Source: - A study conducted on Early Grade Reading and Mathematics Assessment EGRA/EMGA in Ghana has revealed that about 90 percent of pupils in basic schools cannot read or understand what they read.
The study, which was conducted in 2013, published in May 2014, and sampled 7,923 pupils across the country also revealed that 4,148 pupils, representing 50.7% cannot read at all while 3,344 representing 43.8% could read few words without understanding them.

The report further revealed that only 3.7% pupils could read and understand and only 1.8% could read proficiently and understand.

Elaborating on the report on the Citi Breakfast Show, the Head Inspector of schools in the Northern Region, Alhaji Mohammed Issah Abah, said some of pupils read “12 correct words per minute” but could not understand what they read.

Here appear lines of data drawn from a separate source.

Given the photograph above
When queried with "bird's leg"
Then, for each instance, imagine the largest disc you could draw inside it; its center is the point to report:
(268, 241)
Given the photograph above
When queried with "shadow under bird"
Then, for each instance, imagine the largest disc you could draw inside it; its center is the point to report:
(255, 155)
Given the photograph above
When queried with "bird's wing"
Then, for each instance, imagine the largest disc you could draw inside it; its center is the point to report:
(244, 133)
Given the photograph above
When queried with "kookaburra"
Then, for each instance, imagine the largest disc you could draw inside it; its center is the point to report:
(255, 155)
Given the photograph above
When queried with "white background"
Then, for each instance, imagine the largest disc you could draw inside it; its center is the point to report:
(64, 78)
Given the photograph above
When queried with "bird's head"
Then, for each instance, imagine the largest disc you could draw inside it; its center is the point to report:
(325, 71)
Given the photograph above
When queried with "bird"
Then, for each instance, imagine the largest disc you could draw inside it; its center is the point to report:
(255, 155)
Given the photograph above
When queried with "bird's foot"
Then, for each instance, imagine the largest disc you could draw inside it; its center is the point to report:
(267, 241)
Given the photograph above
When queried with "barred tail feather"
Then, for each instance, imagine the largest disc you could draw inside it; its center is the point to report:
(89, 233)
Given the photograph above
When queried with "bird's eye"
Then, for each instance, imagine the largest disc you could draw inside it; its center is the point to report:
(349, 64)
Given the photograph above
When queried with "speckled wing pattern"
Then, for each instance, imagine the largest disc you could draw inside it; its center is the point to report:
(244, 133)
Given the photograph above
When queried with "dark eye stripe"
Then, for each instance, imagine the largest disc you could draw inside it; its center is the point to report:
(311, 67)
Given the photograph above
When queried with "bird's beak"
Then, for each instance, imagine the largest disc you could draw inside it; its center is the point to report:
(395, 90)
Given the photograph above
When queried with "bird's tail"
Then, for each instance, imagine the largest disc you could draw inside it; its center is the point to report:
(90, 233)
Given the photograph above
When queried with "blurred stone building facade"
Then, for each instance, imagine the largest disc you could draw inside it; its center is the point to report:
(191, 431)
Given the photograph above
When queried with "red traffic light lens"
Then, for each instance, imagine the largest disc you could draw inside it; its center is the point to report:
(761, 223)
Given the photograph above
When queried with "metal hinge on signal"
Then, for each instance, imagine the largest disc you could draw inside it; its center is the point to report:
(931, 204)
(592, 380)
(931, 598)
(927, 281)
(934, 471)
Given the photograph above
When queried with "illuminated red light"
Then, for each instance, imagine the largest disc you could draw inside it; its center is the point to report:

He described the situation as worrying, saying “we should be worried about the situation because if you look at English language, it has become the medium of instruction in our school. Exams are written in English, questions are set in English and the students respond in English and so if they cannot read, how are they going to respond appropriately to be able to pass.”

Alhaji Abah attributed the problem to lack of teaching and learning materials to enhance students’ understanding in the various subjects.

“We cannot put the blame on one side. We are a number of stakeholders in education; government, teachers, parents and the learner himself or herself…we still have a role to play. I know government is doing its best by providing infrastructure; they are doing their best by also providing desks but as an inspector of schools, when I go round, the issue of inadequacy comes up. They [learning and teaching materials] are there but they are not adequate…”

He pointed out that teachers in the region have also partly contributed to the problem since they fail to adequately prepare before lessons begin.

“You go to some of the areas and teachers do not prepare lesson notes. Their presence in the school is even questionable even though in recent times, there has been an improvement.”

Alhaji Abah called on teachers and various stakeholders to devise measures to reverse the trend.

The report comes months after the global school rankings which placed Ghana at the bottom was released.

The ranking put Asian countries in the top five spots and other African countries at the bottom.